Photo: Ferran Traite Soler/Getty Images

If you actually did all the things you intended to do, you’d be the world’s most sickeningly perfect person. You’d run three times a week; you’d read a little bit every day; you’d remember to call your grandma more often. The problem, obviously, is when intentions collide with reality. Sometimes the stuff you have to do takes precedent over the stuff you’d really, sincerely like to do.

This is, essentially, the problem that Dan Ariely hoped to fix with his time-management app Timeful, which Google acquired last year. Earlier this week, Google unveiled what it did with that purchase, with the addition of something called Goals to its calendar app. As Science of Us reported last year, the ideas behind the app can be found in a 2009 philosophy paper, the gist of which is the simple, yet very easy to forget, truth that things are way more likely to get done if you write those things down.

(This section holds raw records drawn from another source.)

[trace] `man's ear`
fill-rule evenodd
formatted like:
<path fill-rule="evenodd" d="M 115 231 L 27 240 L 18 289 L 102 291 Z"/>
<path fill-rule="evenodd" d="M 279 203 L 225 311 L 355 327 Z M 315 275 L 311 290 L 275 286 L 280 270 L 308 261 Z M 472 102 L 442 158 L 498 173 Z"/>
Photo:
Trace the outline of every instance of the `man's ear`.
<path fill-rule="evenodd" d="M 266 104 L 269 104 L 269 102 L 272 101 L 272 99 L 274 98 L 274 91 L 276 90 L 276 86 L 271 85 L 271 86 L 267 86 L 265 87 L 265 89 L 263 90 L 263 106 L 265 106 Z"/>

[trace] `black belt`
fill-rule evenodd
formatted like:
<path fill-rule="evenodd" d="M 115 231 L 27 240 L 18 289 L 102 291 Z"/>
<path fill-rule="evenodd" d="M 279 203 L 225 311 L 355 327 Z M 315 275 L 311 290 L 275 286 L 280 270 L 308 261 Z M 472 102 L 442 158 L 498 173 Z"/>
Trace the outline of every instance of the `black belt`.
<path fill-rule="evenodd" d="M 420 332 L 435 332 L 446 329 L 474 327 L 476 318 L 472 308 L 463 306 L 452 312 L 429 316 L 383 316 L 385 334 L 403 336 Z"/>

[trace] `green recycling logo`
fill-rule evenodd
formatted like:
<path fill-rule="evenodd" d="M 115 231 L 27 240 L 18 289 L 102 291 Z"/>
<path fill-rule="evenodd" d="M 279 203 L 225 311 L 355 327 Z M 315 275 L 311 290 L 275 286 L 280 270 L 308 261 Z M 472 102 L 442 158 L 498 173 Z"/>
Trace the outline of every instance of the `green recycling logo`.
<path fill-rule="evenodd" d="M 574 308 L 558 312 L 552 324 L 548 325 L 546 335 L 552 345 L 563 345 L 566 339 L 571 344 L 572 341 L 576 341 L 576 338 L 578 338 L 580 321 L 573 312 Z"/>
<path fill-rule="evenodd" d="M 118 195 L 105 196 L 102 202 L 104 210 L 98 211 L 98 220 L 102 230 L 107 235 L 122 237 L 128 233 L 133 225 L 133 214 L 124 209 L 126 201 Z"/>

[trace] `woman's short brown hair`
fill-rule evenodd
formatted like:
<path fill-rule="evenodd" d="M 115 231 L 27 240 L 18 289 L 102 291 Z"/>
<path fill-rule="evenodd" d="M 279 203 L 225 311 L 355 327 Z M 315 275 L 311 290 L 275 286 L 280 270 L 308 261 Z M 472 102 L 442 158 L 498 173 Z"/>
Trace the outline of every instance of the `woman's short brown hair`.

“Decisions about time are inherently decisions about opportunity cost,” Ariely told Science of Us. We don’t often think about it that way, but if you decide to, say, stay at work late, what does that decision cost? What are you giving up, in other words? The simple act of putting something on your calendar makes that trade-off starker, Ariely said.

And yet, there’s another issue here: The way a calendar — be it paper or digital — is set up, it doesn’t really allow you to schedule in the things you’d like to start doing more regularly if those things do not have a firm time attached to them. If you want to start exercising three times a week, it doesn’t really matter when you exercise — it’s just a matter of getting it done. So the point of the Goals feature is that it identifies free time in your schedule, and then gives you a little alert suggesting one of your previously identified activities.

In truth, the app might work a little too well. After a short time of trying it out last year, I got tired of having a digital goody-goody checking in with me at all times. “Hey, looks like you’ve got nothing going on right now. How about that run?” Don’t tell me what to do! But, okay, you’re also probably right.